One of the biggest advantages of outsourcing data infrastructure needs to an expert third-party provider are the frequency of updates and infrastructure maintenance. An ideal data platform partner will be up to speed with market developments. They can help firms assume a proactive stance towards market movements and help them anticipate sources of volatility through deep data analysis.
What the future holds
As innovation in FX continues to rise, adoption rates are increasing across the board. Cloud-based technology is making it easier than ever to adopt and scale electronic solutions. Mosaic’s Hodgson highlights another interesting development. “Advancements in natural language generation (NLG), a software process that automatically transforms data into a written narrative, will also continue to develop,” he says. “Imagine if your highest performing, most experienced quant could write all the reports your bank generates.
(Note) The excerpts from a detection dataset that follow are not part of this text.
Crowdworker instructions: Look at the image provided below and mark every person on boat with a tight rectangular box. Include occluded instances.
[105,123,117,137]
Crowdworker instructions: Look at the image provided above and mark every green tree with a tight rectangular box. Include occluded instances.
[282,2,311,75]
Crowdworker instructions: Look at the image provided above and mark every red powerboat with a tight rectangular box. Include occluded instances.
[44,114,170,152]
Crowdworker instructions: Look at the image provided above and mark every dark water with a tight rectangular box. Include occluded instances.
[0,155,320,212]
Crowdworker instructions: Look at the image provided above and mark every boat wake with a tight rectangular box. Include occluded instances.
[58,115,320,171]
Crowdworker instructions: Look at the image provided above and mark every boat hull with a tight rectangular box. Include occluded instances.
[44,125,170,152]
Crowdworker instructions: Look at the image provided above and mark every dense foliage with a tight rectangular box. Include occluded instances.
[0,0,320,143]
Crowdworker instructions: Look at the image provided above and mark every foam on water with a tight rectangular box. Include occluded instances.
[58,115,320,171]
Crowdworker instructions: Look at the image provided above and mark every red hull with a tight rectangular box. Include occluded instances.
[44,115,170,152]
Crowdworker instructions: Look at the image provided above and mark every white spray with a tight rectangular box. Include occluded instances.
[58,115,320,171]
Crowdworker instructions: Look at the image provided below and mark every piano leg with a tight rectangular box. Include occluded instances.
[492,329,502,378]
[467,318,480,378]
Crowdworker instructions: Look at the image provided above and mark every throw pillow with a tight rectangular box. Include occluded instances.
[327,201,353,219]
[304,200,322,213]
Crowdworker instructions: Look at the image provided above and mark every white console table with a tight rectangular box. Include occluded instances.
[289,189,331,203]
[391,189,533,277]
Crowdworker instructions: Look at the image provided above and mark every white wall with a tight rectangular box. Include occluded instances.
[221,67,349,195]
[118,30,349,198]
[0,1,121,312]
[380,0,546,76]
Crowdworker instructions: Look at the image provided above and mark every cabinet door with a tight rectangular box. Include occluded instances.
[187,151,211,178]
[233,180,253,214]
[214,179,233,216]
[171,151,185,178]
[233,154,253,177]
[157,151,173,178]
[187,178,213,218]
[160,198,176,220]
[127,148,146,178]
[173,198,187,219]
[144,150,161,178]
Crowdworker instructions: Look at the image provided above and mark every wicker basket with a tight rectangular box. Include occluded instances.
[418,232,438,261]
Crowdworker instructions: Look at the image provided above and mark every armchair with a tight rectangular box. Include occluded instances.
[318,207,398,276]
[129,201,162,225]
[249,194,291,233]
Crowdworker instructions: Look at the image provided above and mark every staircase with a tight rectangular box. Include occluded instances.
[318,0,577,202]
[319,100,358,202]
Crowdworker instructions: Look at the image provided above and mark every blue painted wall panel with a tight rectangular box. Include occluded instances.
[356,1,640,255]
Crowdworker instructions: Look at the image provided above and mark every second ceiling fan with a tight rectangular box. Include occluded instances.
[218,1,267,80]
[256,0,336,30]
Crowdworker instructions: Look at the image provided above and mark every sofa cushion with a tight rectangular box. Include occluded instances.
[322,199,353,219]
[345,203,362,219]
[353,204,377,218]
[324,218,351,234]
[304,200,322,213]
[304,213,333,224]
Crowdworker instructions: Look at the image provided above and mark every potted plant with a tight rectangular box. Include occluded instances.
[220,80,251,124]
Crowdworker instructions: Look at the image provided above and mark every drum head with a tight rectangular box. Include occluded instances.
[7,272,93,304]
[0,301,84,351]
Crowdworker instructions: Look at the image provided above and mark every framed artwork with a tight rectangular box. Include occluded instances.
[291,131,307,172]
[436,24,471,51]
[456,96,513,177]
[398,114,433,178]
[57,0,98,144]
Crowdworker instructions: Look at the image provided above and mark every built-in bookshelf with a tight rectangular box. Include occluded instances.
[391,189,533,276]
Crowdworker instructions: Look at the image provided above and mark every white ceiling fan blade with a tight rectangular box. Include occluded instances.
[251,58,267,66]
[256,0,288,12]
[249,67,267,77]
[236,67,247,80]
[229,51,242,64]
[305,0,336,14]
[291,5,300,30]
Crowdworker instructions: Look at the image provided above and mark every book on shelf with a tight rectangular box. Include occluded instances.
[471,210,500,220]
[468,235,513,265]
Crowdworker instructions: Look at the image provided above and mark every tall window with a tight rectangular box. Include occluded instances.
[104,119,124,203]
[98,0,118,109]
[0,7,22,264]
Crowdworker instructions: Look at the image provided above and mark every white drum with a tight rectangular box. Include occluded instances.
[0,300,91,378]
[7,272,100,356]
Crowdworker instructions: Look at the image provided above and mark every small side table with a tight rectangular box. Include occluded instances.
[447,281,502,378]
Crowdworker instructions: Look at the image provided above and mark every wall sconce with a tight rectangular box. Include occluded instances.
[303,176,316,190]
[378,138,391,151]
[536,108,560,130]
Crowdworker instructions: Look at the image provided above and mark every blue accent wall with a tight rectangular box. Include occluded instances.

And now imagine those reports could be produced in seconds and distributed across the bank. The gains in efficiency, performance and business insight would have an almost immediate impact on your bottom line,” he concludes.
BidFx’s Chambers predicts greater electronification away from the spot market. “The product coverage will expand,” he says. “For example, analysis that was done on equities and futures spread into FX and now within FX there’s spot analysis that is moving into outrights and NDFs as well as options.”
Add to all this the rise of platform-compatible solutions and greater need for insight into workflows, there’s no doubt that the markets are set to witness significant changes.